The options — namely nannies or babysitters — have different pros and cons. Most nannies will have set rates and no wiggle room for negotiating, says Bondar, while babysitters or teens open to minding children are more likely to be willing to haggle.
Bondar finds nannies typically charge between $15 and $18 per hour of care. Teens, who often ask their parents for advice about rates, will cost you anywhere from $12 to $15 an hour.
If either a babysitter or a nanny asks you to propose a rate, Bondar recommends considering the minimum wage and asking around for suggestions. There are babysitting and mom Facebook groups, where people trade advice or you can ask other mothers you know, but Bondar warns that the goal shouldn’t be to find the cheapest option.
“You don’t want to undercut people who are helping you look after your children because I don’t think that fosters a long-term reciprocal relationship,” she says.
Deciding what to pay your babysitter and nanny doesn’t just depend on their level of experience. The length of time you’ll need child-care for, the time of day and how many kids should be part of the calculation.
Bondar says having two children instead of one doesn’t mean that she typically pays more because she is often leaving the children in the evening, when they will be in bed and hopefully asleep for most of the time.
Even daytime gigs where the kids will be taken out somewhere don’t often vary in price, she says.”In the summer, we had one of my son’s camp counsellors, who was a teenager, come take him out for the morning with another friend of his, who also went to camp,” Bondar recalls.
“I didn’t ask her rate, but we offered her $20 an hour, and had two almost four-year-olds with her.
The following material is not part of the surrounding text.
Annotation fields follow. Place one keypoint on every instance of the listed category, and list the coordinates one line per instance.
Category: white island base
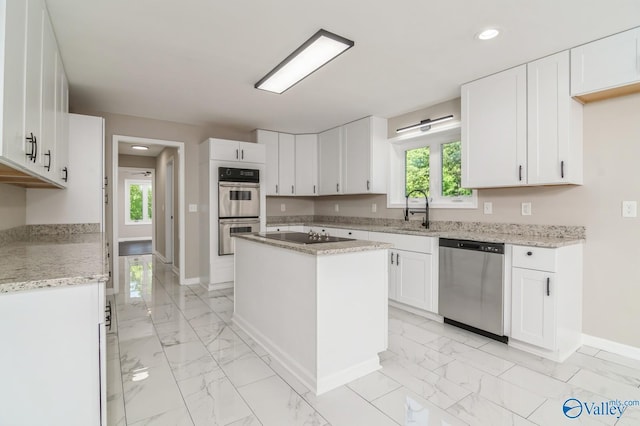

She seemed thrilled by that and it seemed fair knowing she had two kids.”
Bondar says she doesn’t tip her babysitters, but finds other ways to ensure they understand how grateful she and her husband are for their service. “If we were to get home at 10:30 at night, we pay them until 11,” she says.
Actions like that can go a long way during the holiday season, Friday nights or on weekends, when the demand for sitters and nannies is higher and babysitters could have several families calling looking for help.
“You want to treat the person fairly from the onset, so if you call them and you are in a pinch, when you need them last minute, they’re more inclined to help you,” says Bondar.
If you’re relying on family to mind your children, you can often find yourself in a position of not knowing whether you should pay them or not.
Bondar says she doesn’t pay her father-in-law when he watches the kids, but would fork over money for family members that aren’t grandparents. “I don’t have a little cousin in town, but if I did I would absolutely pay like $15, like I would for a teenager,” she says.
“I’m sure they would insist not to, but I would want to order them dinner or give them a bit of money because they are helping you out.”